Very cool. I like that one a lot.

Reactions: Thank You! 1


----------



## Tony (Sep 4, 2017)

Great job Tony!

Reactions: Thank You! 1


----------



## Karl_99 (Sep 4, 2017)

Very nice job! ...but I can't help seeing pen blanks in there!

Reactions: Funny 3


----------



## ripjack13 (Sep 4, 2017)

Tbats awesome looking.
You should make a tutorial for us unknowing folk...

Reactions: Agree 2


----------



## Lou Currier (Sep 4, 2017)

Maybe we should send him a @rocky1 cutting board kit

Reactions: Like 1 | Funny 1


----------



## NYWoodturner (Sep 4, 2017)

Beautiful Tony. I don't know that you could have made a better choice for the mortar from a color perspective. I like that beveled edge too,

Reactions: Thank You! 1 | Agree 3


----------



## Tclem (Sep 4, 2017)

Karl_99 said:


> Very nice job! ...but I can't help seeing pen blanks in there!


I'm not even going to like this comment lol

Reactions: Funny 7


----------



## Tclem (Sep 4, 2017)

ripjack13 said:


> Tbats awesome looking.
> You should make a tutorial for us unknowing folk...


What's a too tore re el

Reactions: Funny 2


----------



## Tclem (Sep 4, 2017)

ripjack13 said:


> Tbats awesome looking.
> You should make a tutorial for us unknowing folk...
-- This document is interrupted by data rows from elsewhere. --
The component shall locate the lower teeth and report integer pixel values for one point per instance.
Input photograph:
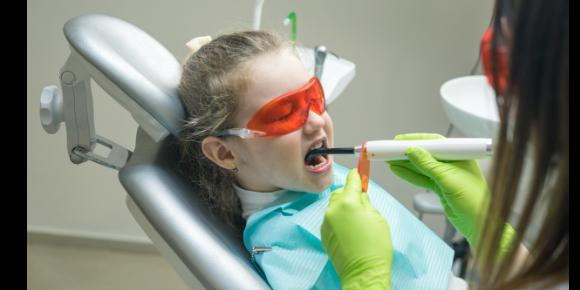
(321, 161)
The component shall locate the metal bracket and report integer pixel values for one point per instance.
(116, 159)
(74, 107)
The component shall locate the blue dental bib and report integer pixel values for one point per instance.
(297, 260)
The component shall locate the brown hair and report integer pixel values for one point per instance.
(213, 79)
(534, 120)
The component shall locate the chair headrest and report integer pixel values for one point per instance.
(134, 61)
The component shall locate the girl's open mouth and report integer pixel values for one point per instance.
(319, 163)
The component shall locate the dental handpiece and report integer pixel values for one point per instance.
(442, 149)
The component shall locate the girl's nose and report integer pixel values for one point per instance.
(313, 123)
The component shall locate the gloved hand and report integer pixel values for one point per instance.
(460, 185)
(357, 238)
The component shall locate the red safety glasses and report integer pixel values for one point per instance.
(494, 60)
(284, 114)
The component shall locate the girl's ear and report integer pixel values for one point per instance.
(218, 151)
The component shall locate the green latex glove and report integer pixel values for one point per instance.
(460, 185)
(357, 238)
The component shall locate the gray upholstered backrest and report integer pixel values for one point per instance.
(143, 76)
(172, 206)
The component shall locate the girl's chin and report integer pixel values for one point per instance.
(322, 183)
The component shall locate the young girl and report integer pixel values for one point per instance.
(254, 113)
(223, 84)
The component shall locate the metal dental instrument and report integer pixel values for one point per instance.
(319, 57)
(442, 149)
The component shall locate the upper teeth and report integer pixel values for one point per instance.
(317, 145)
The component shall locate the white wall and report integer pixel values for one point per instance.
(404, 51)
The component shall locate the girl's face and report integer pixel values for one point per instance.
(272, 163)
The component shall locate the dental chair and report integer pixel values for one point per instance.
(142, 76)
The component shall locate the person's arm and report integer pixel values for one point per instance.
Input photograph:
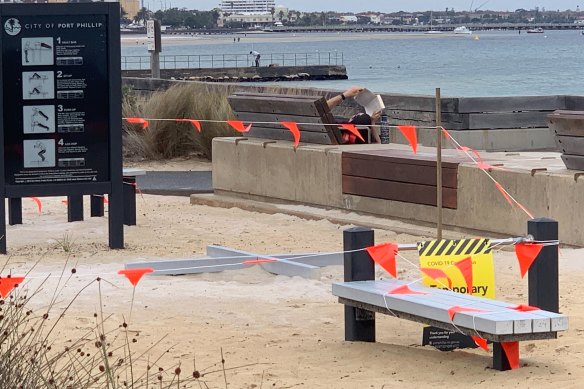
(336, 100)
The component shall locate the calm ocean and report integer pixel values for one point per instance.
(499, 63)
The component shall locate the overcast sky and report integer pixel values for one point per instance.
(384, 5)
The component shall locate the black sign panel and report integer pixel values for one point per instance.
(56, 99)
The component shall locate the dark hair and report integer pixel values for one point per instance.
(360, 119)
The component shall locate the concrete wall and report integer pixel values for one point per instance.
(312, 175)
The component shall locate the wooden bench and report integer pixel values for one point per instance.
(399, 176)
(502, 323)
(568, 131)
(266, 111)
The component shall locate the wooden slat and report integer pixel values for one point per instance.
(391, 171)
(398, 156)
(398, 191)
(574, 162)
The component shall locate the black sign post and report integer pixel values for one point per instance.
(60, 107)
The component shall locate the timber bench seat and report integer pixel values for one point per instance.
(493, 320)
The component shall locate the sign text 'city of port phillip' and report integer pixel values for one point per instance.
(61, 105)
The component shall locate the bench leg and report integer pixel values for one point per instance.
(96, 202)
(74, 208)
(505, 356)
(130, 201)
(359, 323)
(14, 211)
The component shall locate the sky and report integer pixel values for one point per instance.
(384, 5)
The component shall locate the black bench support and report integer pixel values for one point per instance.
(358, 266)
(97, 209)
(14, 211)
(74, 208)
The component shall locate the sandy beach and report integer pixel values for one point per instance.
(275, 331)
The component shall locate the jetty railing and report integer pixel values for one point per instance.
(140, 62)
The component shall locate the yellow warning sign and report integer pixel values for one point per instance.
(444, 254)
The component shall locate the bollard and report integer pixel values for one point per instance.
(358, 266)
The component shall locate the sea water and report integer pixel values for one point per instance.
(494, 63)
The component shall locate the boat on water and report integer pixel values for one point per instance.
(462, 30)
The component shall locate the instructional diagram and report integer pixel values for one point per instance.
(37, 51)
(39, 153)
(38, 85)
(38, 119)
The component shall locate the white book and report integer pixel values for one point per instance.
(370, 101)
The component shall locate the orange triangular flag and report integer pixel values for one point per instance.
(293, 127)
(436, 274)
(482, 343)
(9, 283)
(404, 289)
(526, 254)
(258, 261)
(195, 123)
(384, 256)
(511, 350)
(465, 267)
(239, 126)
(454, 310)
(135, 275)
(524, 308)
(143, 122)
(39, 204)
(410, 133)
(353, 130)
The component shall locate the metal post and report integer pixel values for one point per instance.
(543, 278)
(74, 208)
(358, 266)
(438, 165)
(14, 211)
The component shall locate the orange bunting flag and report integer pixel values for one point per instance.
(454, 310)
(239, 126)
(511, 350)
(258, 261)
(195, 123)
(293, 127)
(436, 274)
(39, 204)
(404, 289)
(384, 256)
(482, 343)
(465, 267)
(9, 283)
(524, 308)
(353, 130)
(135, 275)
(143, 122)
(526, 254)
(410, 134)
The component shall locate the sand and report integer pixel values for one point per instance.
(287, 330)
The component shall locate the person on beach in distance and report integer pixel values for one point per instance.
(257, 55)
(360, 119)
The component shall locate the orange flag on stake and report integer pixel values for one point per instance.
(384, 256)
(135, 275)
(353, 130)
(526, 254)
(293, 127)
(143, 122)
(239, 126)
(465, 267)
(482, 343)
(410, 134)
(436, 274)
(9, 283)
(39, 204)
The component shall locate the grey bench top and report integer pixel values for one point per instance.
(497, 321)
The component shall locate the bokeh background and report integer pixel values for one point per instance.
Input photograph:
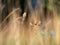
(29, 22)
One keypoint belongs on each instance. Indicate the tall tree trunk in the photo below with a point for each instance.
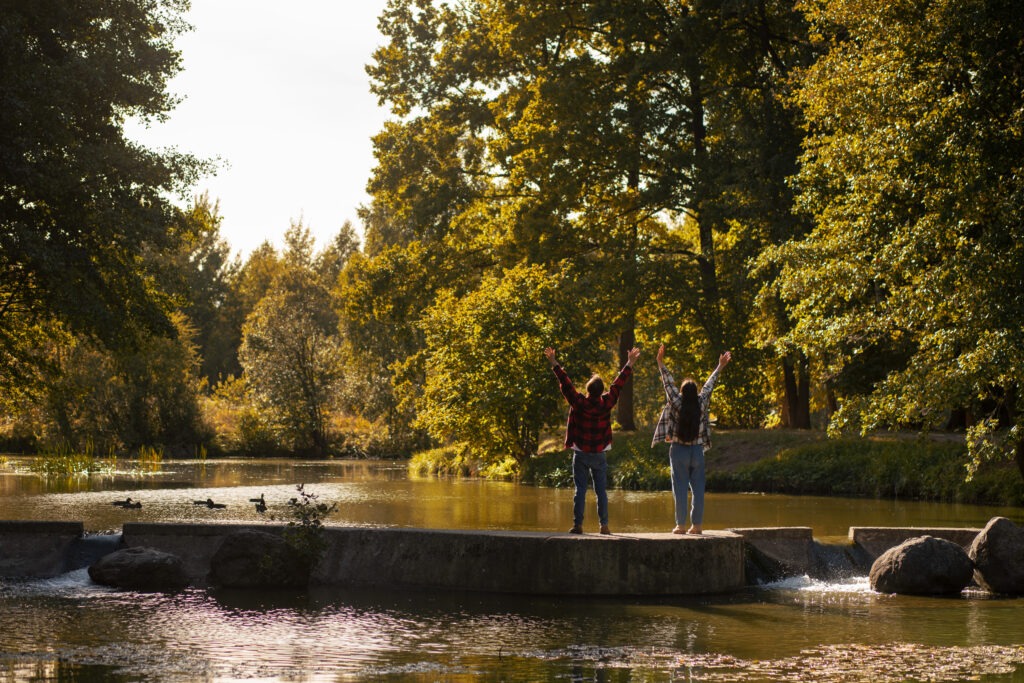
(797, 399)
(627, 340)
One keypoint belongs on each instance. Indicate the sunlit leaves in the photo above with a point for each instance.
(487, 384)
(912, 173)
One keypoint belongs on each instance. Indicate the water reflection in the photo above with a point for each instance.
(799, 630)
(803, 632)
(381, 494)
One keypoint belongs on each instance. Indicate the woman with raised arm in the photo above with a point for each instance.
(684, 425)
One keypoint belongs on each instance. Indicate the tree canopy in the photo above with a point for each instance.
(79, 202)
(907, 290)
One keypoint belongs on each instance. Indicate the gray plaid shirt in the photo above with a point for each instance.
(667, 422)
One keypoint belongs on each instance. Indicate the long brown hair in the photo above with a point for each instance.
(688, 419)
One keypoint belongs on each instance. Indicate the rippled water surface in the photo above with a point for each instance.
(69, 629)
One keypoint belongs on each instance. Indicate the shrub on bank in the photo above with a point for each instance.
(918, 469)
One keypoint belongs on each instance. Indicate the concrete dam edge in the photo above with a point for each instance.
(523, 562)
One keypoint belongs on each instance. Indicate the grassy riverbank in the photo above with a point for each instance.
(772, 461)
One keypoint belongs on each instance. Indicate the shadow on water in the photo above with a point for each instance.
(826, 627)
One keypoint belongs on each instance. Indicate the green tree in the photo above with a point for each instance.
(79, 202)
(145, 395)
(380, 299)
(198, 275)
(291, 349)
(581, 137)
(487, 386)
(906, 289)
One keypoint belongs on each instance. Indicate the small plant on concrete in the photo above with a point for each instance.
(305, 530)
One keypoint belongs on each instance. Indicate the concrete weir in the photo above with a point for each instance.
(528, 562)
(524, 562)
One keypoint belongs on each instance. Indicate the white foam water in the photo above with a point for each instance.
(807, 585)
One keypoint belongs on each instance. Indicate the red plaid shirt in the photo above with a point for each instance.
(589, 427)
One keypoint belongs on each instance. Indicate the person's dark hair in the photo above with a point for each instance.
(688, 420)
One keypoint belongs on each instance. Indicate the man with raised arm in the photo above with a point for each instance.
(588, 433)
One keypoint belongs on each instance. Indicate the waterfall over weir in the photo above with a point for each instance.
(88, 549)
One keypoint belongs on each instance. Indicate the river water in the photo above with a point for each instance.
(68, 629)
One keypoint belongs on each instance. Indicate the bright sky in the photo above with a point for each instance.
(280, 92)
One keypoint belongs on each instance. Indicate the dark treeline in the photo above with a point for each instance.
(833, 190)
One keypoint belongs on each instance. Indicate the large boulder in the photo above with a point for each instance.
(924, 565)
(140, 569)
(997, 553)
(257, 559)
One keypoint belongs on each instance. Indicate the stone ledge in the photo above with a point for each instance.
(877, 540)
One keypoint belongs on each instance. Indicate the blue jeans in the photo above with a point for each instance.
(586, 465)
(687, 474)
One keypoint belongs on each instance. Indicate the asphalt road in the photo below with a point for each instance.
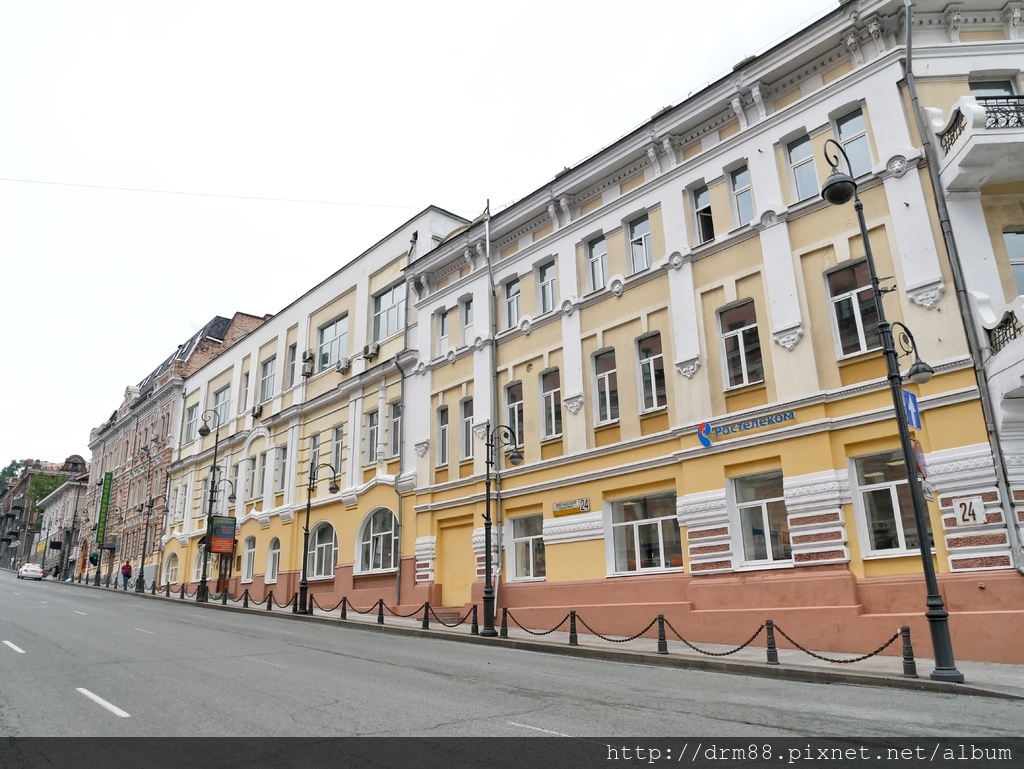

When I get some more wood I do a picture too tore re el but what I did was cut 28" long boards into three pieces. One board is 1/2 the width of the rest. It will go on one end. I ripped 1/8" pieces 28" long and put them between the boards. Now it is 12" wide by 28" x 1.5" thick. 
Next I had a piece of mahogany that was 12" wide (same width as width of the board) and it was around 8" long. I ripped 1.25" pieces. (That's what the big board planed down to after glue up). I then flipped them up and ripped 1/8" thick piece (long mortar pieces) so they would be end grain as well
After planing the big board I ripped 1.25" pieces, flipped them up end grain and flipped every other piece. I then put the 12" long, 1/8" thin pieces from the second board, in between each ripped piece from the big board. Glued it up and finished it with a double bevel side and finger grooves.

Reactions: Like 2 | Informative 1


----------



## Nature Man (Sep 5, 2017)

Striking pattern! I really need to jump on the cutting board band wagon... Chuck

Reactions: Thank You! 1


----------



## ironman123 (Sep 5, 2017)

Had to do it huh Tony? One more and it had to be that good looking one.


----------



## Tclem (Sep 5, 2017)

ironman123 said:


> Had to do it huh Tony? One more and it had to be that good looking one.


Had to


----------



## CWS (Sep 5, 2017)

The only way it could be better is if it was shaped like Texas.

Reactions: Funny 1


----------